Advances will result from the growing number of food stores, which will create demand for items such as display cases and walk-in coolers. Accelerating growth in the number of restaurants will create demand for equipment such as coolers, freezers, beverage refrigeration equipment, and ice machines.

These factors will be offset somewhat by a slowing economic outlook, which is expected to discourage capital investment by food producers and distributors for items such as refrigerated trucks.

Best Growth

Commercial refrigeration products that will see the best growth are display cases, reach-in freezers and coolers, parts, and cryogenic equipment.

Display cases will benefit from the rising number of grocery stores and the continued expansion of grocery sales into major retail chains such as Wal-Mart, while reach-ins will be boosted by the growing number of eating and drinking establishments.

Rising levels of capital investment in the scientific community, most notably in medical applications, will fuel demand for blood storage and cryogenic equipment.

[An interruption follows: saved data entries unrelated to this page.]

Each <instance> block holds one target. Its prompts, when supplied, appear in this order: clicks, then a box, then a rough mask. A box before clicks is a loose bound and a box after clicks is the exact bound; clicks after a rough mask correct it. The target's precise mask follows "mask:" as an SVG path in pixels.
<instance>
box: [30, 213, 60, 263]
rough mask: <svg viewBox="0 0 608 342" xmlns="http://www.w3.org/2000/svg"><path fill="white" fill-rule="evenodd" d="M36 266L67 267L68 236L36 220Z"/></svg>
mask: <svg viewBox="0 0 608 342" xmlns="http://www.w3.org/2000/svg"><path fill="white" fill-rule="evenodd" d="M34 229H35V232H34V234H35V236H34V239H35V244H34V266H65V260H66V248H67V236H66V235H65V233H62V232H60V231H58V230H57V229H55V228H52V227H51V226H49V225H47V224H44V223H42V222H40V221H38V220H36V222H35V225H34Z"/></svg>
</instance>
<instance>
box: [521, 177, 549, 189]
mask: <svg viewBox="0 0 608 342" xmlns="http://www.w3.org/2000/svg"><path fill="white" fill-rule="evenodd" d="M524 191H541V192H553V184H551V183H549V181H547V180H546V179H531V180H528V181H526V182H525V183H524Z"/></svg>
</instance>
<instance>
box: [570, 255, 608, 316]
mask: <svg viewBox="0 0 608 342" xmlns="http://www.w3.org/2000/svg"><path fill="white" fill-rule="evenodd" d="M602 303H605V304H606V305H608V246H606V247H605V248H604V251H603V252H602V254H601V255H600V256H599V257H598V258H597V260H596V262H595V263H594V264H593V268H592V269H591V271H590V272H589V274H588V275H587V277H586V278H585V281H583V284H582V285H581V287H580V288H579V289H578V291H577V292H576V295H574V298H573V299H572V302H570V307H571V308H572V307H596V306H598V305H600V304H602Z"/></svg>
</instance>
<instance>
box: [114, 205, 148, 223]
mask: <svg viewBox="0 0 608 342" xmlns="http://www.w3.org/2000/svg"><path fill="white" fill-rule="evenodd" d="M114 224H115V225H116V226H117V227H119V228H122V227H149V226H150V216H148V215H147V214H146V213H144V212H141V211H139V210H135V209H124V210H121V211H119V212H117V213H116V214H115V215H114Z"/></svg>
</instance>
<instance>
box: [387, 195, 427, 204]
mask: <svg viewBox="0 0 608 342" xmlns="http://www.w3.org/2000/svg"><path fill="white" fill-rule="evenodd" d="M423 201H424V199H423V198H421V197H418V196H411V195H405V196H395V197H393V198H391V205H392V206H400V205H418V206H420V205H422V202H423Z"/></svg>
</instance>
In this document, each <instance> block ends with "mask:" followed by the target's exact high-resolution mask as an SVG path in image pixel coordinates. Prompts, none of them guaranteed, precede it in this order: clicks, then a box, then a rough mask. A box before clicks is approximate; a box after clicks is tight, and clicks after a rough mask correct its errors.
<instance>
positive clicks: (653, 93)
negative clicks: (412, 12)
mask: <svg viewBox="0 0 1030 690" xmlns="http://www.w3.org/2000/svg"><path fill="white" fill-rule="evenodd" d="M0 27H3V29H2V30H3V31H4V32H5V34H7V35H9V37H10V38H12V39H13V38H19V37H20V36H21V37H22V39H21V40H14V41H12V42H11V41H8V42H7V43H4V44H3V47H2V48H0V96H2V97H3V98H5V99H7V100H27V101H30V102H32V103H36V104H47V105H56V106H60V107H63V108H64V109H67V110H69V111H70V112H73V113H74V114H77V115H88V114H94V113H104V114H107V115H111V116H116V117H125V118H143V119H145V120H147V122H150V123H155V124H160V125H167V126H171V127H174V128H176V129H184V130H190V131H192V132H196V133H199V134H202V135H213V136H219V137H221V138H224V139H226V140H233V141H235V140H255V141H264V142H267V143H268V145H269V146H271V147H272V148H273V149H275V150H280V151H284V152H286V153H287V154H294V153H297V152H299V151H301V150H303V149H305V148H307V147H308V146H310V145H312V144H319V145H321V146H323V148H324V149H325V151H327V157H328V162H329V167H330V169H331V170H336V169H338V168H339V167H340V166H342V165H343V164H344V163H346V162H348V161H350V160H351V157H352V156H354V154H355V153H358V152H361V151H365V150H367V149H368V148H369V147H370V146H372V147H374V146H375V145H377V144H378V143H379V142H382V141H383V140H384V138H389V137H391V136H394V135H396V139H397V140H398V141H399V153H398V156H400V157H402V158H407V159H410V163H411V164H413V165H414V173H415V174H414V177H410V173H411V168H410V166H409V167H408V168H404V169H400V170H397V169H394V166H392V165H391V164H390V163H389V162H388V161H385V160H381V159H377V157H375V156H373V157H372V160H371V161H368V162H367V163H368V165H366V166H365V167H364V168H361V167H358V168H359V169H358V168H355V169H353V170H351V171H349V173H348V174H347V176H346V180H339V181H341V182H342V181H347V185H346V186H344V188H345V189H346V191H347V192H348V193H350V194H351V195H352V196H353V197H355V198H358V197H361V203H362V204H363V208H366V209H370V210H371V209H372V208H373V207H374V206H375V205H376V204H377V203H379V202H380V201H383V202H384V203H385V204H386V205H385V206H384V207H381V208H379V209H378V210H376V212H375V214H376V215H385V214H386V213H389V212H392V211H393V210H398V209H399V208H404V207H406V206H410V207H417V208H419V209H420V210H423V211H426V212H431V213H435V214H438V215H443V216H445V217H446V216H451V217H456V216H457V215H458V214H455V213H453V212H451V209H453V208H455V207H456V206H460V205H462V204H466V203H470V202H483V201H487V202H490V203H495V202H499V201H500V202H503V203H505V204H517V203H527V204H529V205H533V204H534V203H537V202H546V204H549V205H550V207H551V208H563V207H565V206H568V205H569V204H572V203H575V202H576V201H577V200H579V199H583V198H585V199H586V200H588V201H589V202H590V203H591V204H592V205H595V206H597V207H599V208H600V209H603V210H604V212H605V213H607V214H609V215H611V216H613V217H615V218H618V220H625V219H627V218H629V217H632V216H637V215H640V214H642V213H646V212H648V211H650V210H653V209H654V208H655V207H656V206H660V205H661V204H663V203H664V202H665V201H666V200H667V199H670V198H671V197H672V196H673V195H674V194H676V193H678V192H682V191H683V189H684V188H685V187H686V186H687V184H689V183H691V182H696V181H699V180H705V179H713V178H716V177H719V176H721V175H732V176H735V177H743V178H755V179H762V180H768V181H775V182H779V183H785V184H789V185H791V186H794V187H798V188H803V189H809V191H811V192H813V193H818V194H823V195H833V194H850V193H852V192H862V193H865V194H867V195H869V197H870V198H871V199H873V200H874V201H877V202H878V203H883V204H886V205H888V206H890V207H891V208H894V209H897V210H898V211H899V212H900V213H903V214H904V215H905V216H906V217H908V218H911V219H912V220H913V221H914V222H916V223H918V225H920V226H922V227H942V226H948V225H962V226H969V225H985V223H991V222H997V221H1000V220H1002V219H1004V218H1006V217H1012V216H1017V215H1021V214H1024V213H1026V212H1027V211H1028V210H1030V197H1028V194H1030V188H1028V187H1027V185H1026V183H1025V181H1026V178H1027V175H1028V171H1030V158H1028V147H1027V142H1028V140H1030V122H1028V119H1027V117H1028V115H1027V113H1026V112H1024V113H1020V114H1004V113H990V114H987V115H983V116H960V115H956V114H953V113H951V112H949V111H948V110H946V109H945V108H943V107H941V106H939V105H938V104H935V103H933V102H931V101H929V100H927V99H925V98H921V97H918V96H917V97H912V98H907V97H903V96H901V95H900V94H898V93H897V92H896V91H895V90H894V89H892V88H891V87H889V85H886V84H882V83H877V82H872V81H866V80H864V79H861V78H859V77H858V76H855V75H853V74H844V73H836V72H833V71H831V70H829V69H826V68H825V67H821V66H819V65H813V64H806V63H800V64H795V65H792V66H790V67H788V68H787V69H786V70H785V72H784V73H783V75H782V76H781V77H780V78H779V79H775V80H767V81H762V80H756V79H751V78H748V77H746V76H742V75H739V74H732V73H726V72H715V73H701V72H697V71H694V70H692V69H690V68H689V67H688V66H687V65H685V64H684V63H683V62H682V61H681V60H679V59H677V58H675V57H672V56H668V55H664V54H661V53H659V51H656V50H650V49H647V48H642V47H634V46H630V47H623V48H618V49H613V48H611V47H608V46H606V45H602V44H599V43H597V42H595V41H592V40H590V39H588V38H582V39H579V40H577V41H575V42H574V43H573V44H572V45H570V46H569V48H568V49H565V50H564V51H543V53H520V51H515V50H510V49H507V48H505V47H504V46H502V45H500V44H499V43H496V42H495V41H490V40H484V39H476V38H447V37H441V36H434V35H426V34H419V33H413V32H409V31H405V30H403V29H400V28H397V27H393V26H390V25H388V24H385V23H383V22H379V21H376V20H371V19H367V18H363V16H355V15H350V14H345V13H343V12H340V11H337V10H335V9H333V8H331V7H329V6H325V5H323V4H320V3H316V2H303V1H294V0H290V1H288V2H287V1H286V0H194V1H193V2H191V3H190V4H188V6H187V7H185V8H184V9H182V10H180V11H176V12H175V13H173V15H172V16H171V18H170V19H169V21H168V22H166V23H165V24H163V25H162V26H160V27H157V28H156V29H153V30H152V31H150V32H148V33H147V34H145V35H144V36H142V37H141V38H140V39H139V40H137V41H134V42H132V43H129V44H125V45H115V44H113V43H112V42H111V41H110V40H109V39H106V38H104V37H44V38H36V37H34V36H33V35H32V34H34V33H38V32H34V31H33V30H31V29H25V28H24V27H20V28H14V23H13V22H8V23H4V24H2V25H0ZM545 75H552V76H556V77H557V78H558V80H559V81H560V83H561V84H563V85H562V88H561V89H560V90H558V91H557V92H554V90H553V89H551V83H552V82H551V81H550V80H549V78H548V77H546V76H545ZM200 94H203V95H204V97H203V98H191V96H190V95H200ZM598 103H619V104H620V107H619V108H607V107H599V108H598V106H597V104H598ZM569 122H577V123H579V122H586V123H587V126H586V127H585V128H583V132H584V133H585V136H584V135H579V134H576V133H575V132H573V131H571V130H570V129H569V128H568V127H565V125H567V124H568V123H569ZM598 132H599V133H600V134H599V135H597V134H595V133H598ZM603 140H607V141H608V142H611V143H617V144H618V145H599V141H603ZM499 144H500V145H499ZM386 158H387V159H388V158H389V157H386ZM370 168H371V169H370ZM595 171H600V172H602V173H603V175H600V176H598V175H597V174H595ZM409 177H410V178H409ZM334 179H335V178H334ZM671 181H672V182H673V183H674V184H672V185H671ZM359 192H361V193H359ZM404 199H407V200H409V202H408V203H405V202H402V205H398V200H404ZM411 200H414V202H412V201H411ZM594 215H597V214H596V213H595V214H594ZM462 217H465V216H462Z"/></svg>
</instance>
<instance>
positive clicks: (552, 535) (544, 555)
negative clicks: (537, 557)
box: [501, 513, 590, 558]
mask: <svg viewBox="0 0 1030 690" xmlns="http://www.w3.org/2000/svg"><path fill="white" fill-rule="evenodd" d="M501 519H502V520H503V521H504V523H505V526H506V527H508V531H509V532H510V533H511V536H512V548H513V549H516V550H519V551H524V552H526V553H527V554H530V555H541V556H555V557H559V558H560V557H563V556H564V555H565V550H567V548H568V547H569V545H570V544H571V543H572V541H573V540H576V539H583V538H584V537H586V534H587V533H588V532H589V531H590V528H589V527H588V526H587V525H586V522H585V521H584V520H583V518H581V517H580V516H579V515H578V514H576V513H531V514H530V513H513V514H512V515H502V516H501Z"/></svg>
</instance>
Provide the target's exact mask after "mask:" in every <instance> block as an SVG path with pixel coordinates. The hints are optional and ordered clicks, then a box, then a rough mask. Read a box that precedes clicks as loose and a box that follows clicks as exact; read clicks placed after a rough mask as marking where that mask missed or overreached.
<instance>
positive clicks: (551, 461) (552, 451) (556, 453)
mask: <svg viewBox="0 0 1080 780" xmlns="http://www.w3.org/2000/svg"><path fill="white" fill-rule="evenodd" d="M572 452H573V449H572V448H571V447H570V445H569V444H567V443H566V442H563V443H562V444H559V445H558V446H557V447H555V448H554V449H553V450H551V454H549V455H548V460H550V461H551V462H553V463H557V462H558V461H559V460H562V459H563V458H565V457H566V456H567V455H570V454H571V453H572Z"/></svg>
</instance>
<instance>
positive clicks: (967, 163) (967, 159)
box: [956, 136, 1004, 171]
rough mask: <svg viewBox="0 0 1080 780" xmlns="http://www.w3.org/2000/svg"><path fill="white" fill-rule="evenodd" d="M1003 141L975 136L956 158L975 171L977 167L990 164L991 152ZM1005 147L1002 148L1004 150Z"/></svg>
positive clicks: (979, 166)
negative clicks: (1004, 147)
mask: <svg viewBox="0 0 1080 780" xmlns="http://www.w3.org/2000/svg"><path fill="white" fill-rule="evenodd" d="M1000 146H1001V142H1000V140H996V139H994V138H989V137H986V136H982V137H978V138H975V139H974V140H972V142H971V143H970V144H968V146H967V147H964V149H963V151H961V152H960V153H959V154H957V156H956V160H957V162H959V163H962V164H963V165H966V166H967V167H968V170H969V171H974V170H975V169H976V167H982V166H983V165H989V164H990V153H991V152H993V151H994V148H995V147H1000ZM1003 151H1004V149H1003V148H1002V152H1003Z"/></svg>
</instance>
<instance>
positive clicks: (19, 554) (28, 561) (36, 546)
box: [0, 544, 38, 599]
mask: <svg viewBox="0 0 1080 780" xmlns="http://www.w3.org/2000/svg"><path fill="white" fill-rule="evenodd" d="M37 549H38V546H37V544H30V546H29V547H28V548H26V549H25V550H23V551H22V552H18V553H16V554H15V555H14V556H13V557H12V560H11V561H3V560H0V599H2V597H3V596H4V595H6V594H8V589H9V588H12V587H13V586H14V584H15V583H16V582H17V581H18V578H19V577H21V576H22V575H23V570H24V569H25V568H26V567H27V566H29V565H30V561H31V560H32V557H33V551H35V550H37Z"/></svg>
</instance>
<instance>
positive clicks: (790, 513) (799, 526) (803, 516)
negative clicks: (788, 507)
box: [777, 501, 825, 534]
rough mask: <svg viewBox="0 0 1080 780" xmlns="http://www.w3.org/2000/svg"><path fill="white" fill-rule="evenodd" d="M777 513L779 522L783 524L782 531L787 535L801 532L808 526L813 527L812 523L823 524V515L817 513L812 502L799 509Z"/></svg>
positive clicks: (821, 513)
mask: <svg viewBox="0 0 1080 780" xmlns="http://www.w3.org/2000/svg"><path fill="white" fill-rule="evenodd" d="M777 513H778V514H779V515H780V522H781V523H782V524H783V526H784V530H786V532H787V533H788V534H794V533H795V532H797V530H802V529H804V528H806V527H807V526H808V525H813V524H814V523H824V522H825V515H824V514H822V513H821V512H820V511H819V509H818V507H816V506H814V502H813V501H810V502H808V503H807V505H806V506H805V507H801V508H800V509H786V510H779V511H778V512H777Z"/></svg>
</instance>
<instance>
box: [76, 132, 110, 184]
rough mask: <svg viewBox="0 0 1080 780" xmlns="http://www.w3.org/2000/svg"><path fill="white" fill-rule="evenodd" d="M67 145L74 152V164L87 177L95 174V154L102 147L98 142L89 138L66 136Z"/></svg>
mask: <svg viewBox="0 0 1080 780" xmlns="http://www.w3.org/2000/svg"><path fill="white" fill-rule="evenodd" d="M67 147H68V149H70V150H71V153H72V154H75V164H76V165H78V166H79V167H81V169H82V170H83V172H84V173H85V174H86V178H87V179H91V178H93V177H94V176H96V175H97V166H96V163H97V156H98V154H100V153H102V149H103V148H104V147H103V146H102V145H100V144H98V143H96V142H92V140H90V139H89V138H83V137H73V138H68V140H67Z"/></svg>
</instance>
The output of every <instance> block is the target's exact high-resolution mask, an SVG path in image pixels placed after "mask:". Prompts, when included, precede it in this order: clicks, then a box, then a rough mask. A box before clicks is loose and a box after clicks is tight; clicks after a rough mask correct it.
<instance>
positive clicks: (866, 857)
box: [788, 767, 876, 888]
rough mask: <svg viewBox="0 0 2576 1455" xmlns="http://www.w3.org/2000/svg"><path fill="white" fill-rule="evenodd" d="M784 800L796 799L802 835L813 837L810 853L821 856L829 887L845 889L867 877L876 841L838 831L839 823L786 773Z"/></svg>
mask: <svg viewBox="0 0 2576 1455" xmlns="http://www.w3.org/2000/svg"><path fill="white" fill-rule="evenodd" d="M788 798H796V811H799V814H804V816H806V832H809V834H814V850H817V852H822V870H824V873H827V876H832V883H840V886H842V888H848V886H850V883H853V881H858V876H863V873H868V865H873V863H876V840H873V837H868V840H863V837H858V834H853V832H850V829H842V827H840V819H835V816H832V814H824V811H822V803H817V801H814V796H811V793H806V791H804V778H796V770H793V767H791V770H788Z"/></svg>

Parts shipments will benefit from the growing amount of refrigeration equipment in use.


Food service is expected to be among the fastest growing markets through 2004. The rising number of restaurants in the U.S. is due in part to expansion efforts on the part of established restaurant chains intent on satisfying increasing demand from consumers who are too busy to cook meals at home.

The food retail market will also post above-average gains, due to the rising number of food retailers. Attempts by existing food retailers to offer home meal replacements will boost gains, requiring additional refrigeration equipment per store.

Food distribution, the largest sector, is actually expected to experience below-average growth through 2004, due to a slowing in capital investment that will cause distributors to become more conservative in their spending. The significant amount of refrigerated trucks added from 1994 to 1999 will dampen the need for fleet expansions.